Related
I have a SQL table with a datetime field. The field in question can be null. I have a query and I want the results sorted ascendingly by the datetime field, however I want rows where the datetime field is null at the end of the list, not at the beginning.
Is there a simple way to accomplish that?
select MyDate
from MyTable
order by case when MyDate is null then 1 else 0 end, MyDate
(A "bit" late, but this hasn't been mentioned at all)
You didn't specify your DBMS.
In standard SQL (and most modern DBMS like Oracle, PostgreSQL, DB2, Firebird, Apache Derby, HSQLDB and H2) you can specify NULLS LAST or NULLS FIRST:
Use NULLS LAST to sort them to the end:
select *
from some_table
order by some_column DESC NULLS LAST
I also just stumbled across this and the following seems to do the trick for me, on MySQL and PostgreSQL:
ORDER BY date IS NULL, date DESC
as found at https://stackoverflow.com/a/7055259/496209
If your engine allows ORDER BY x IS NULL, x or ORDER BY x NULLS LAST use that. But if it doesn't these might help:
If you're sorting by a numeric type you can do this: (Borrowing the schema from another answer.)
SELECT *
FROM Employees
ORDER BY ISNULL(DepartmentId*0,1), DepartmentId;
Any non-null number becomes 0, and nulls become 1, which sorts nulls last because 0 < 1.

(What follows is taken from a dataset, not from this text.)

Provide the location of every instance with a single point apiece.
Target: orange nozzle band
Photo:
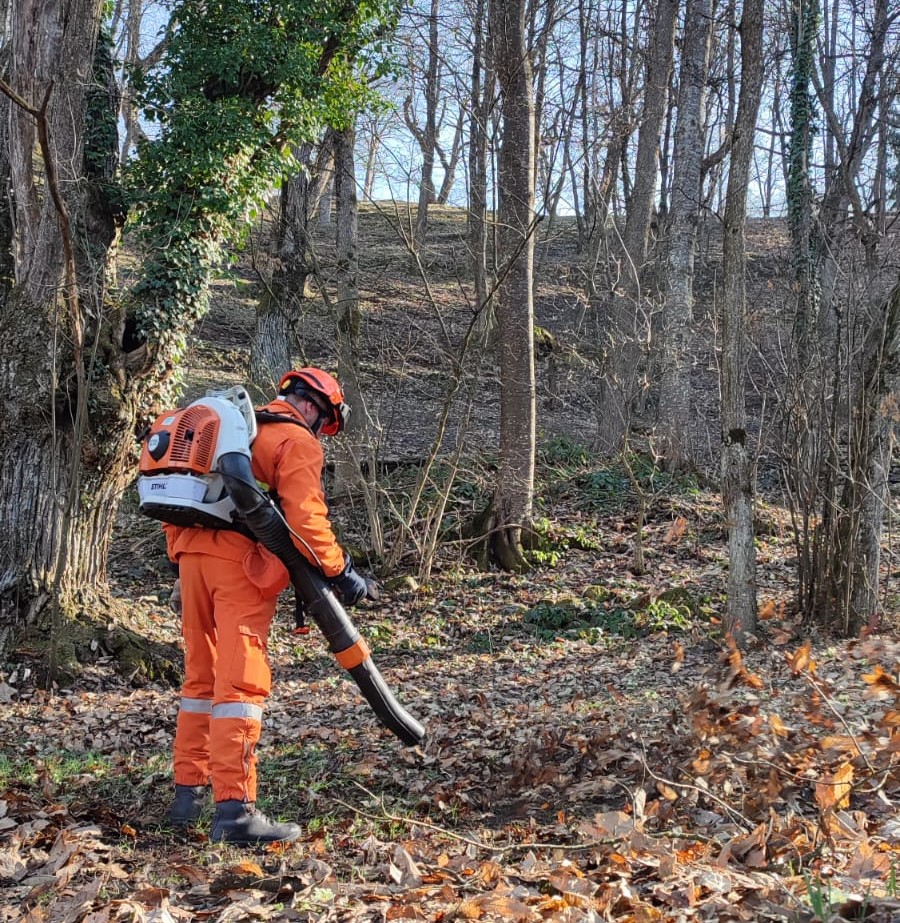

You can also do this for strings:
SELECT *
FROM Employees
ORDER BY ISNULL(LEFT(LastName,0),'a'), LastName
Any non-null string becomes '', and nulls become 'a', which sorts nulls last because '' < 'a'.
This even works with dates by coercing to a nullable int and using the method for ints above:
SELECT *
FROM Employees
ORDER BY ISNULL(CONVERT(INT, HireDate)*0, 1), HireDate
(Lets pretend the schema has HireDate.)
These methods avoid the issue of having to come up with or manage a "maximum" value of every type or fix queries if the data type (and the maximum) changes (both issues that other ISNULL solutions suffer). Plus they're much shorter than a CASE.
You can use the built-in function to check for null or not null, as below. I test it and its working fine.
select MyDate from MyTable order by ISNULL(MyDate,1) DESC, MyDate ASC;
order by coalesce(date-time-field,large date in future)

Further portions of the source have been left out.